Inotuzumab Ozogamicin (InO) is an antibody-drug conjugate with striking efficacy in B-cell acute lymphoblastic leukemia (B-ALL). However, there is wide inter-patient variability in treatment response, and the genetic basis of this variation remains largely unknown. Using a genome-wide CRISPR screen, we discovered the loss of DNTT as a top driver of InO resistance.

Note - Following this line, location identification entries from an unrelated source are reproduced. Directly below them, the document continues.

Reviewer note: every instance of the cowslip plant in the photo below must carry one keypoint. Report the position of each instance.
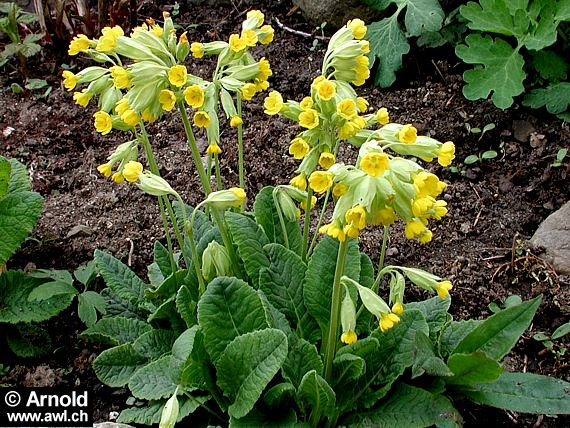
(251, 320)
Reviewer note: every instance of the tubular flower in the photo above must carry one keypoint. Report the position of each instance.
(357, 27)
(194, 96)
(273, 103)
(408, 134)
(321, 181)
(446, 153)
(103, 122)
(382, 116)
(374, 164)
(326, 160)
(442, 288)
(132, 170)
(309, 119)
(197, 49)
(236, 121)
(69, 80)
(80, 43)
(299, 148)
(201, 119)
(178, 75)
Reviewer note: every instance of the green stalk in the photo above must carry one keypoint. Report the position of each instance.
(332, 335)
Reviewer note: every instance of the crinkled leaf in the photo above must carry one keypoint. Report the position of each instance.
(247, 365)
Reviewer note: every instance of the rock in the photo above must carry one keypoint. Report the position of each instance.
(553, 239)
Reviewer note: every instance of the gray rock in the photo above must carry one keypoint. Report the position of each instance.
(553, 238)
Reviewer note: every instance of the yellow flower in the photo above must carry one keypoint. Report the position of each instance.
(299, 148)
(446, 153)
(267, 34)
(346, 108)
(321, 181)
(348, 337)
(236, 121)
(82, 98)
(236, 43)
(326, 90)
(387, 321)
(103, 122)
(201, 119)
(273, 103)
(374, 164)
(132, 170)
(177, 75)
(326, 160)
(80, 43)
(197, 49)
(442, 288)
(358, 28)
(194, 96)
(167, 99)
(69, 80)
(105, 169)
(382, 116)
(299, 181)
(213, 149)
(408, 134)
(249, 37)
(309, 119)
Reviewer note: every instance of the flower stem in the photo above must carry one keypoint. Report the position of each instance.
(332, 336)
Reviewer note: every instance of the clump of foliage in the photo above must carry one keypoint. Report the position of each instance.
(249, 318)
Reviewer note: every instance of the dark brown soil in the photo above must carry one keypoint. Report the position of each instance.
(494, 206)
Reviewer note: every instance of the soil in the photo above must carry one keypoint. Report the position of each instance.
(494, 206)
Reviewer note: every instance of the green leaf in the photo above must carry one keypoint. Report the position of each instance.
(19, 213)
(116, 330)
(247, 365)
(15, 288)
(472, 368)
(114, 367)
(500, 332)
(388, 44)
(555, 97)
(502, 72)
(523, 392)
(317, 287)
(411, 407)
(228, 309)
(316, 395)
(120, 278)
(153, 381)
(250, 240)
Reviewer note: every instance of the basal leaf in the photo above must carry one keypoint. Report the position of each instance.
(501, 72)
(247, 365)
(228, 309)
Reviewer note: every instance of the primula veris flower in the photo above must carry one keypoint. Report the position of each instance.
(103, 122)
(194, 96)
(357, 27)
(446, 153)
(408, 134)
(374, 164)
(69, 80)
(201, 119)
(273, 103)
(299, 148)
(321, 181)
(80, 43)
(132, 170)
(382, 116)
(309, 118)
(178, 75)
(167, 99)
(326, 160)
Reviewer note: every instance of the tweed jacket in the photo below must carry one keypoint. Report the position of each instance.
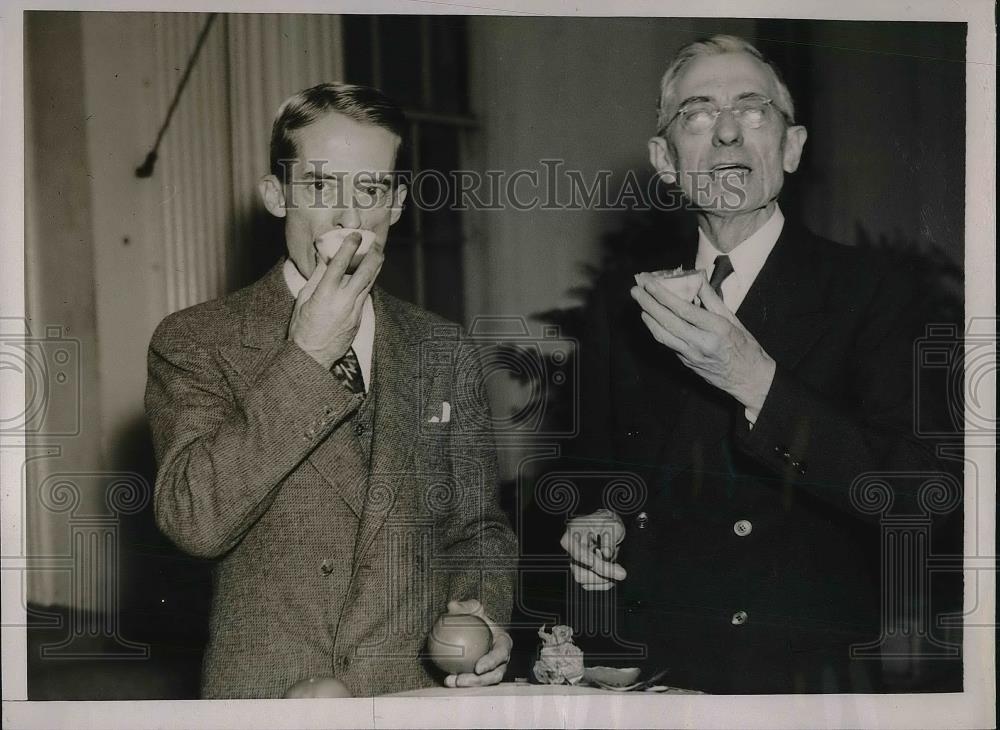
(750, 568)
(341, 524)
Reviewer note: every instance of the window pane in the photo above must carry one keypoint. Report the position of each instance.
(442, 226)
(399, 42)
(449, 65)
(358, 49)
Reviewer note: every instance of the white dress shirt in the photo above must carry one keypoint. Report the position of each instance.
(364, 340)
(747, 259)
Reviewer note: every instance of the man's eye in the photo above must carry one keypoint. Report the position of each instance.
(699, 114)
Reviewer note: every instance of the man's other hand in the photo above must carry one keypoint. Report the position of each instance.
(710, 341)
(327, 311)
(490, 667)
(592, 543)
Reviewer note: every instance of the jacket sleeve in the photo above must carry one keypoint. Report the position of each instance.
(824, 445)
(224, 445)
(481, 545)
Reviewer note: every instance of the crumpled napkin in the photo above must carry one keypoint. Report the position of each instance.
(560, 661)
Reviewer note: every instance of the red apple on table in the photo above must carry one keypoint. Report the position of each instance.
(457, 641)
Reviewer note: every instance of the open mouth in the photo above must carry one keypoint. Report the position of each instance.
(730, 168)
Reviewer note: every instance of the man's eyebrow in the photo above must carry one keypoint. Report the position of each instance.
(311, 173)
(693, 100)
(378, 177)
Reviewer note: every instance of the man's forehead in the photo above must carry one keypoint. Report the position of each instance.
(337, 140)
(724, 75)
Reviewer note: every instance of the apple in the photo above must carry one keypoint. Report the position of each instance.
(681, 283)
(457, 641)
(317, 687)
(330, 242)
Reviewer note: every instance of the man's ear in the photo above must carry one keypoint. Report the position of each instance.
(272, 193)
(660, 159)
(795, 140)
(398, 198)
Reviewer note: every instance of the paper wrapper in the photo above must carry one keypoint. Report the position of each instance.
(560, 661)
(682, 283)
(331, 241)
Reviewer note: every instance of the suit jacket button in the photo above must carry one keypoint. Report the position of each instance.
(743, 528)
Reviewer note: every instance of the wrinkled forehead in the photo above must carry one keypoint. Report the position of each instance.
(723, 78)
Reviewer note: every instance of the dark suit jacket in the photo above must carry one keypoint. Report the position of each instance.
(749, 568)
(341, 525)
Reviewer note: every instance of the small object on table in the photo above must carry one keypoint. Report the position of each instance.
(560, 661)
(611, 677)
(317, 687)
(457, 641)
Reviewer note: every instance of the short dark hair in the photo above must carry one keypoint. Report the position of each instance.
(363, 104)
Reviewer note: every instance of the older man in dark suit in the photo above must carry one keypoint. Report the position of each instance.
(296, 443)
(747, 407)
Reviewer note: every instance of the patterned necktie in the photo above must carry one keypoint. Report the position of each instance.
(348, 372)
(723, 268)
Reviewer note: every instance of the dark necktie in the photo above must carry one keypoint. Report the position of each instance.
(348, 372)
(723, 268)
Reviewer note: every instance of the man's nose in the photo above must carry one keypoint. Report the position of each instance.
(350, 217)
(727, 129)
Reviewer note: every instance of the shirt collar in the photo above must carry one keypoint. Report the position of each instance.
(749, 255)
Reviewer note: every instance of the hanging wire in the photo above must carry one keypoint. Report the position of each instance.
(146, 168)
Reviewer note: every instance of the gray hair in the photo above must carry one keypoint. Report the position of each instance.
(717, 45)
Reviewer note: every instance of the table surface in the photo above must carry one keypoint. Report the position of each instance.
(517, 689)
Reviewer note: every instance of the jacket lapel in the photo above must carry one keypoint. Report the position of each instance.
(395, 387)
(263, 322)
(784, 308)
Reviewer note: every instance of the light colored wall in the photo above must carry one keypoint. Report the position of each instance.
(60, 279)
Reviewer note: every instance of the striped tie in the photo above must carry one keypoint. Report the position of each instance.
(348, 372)
(723, 268)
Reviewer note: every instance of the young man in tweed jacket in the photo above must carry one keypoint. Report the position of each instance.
(292, 428)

Our results directly show the effects of DNTT expression on H2AX phosphorylation, DNA damage response signaling, cell cycle arrest and mitochondrial apoptotic priming, ultimately conferring leukemia resistance to InO. Screening 196 primary human B-ALL samples for InO sensitivity confirmed the impact of DNTT expression on InO response. Additionally, low DNTT expression was found in the residual leukemia blasts post InO treatment in patients enrolled in the COG trial AALL1621. Collectively, we demonstrate that loss of DNTT diminishes B-ALL sensitivity to InO in vitro and promotes leukemia cell survival during InO treatment in vivo. Total RNA was purified from human B-ALL cell lines (Nalm6, REH and RS4:11 with WT or DNTT knockout genotype) with or without InO treatment by using the Qiagen Rneasy Mini Kit and subsquently used for RNA-sequencing.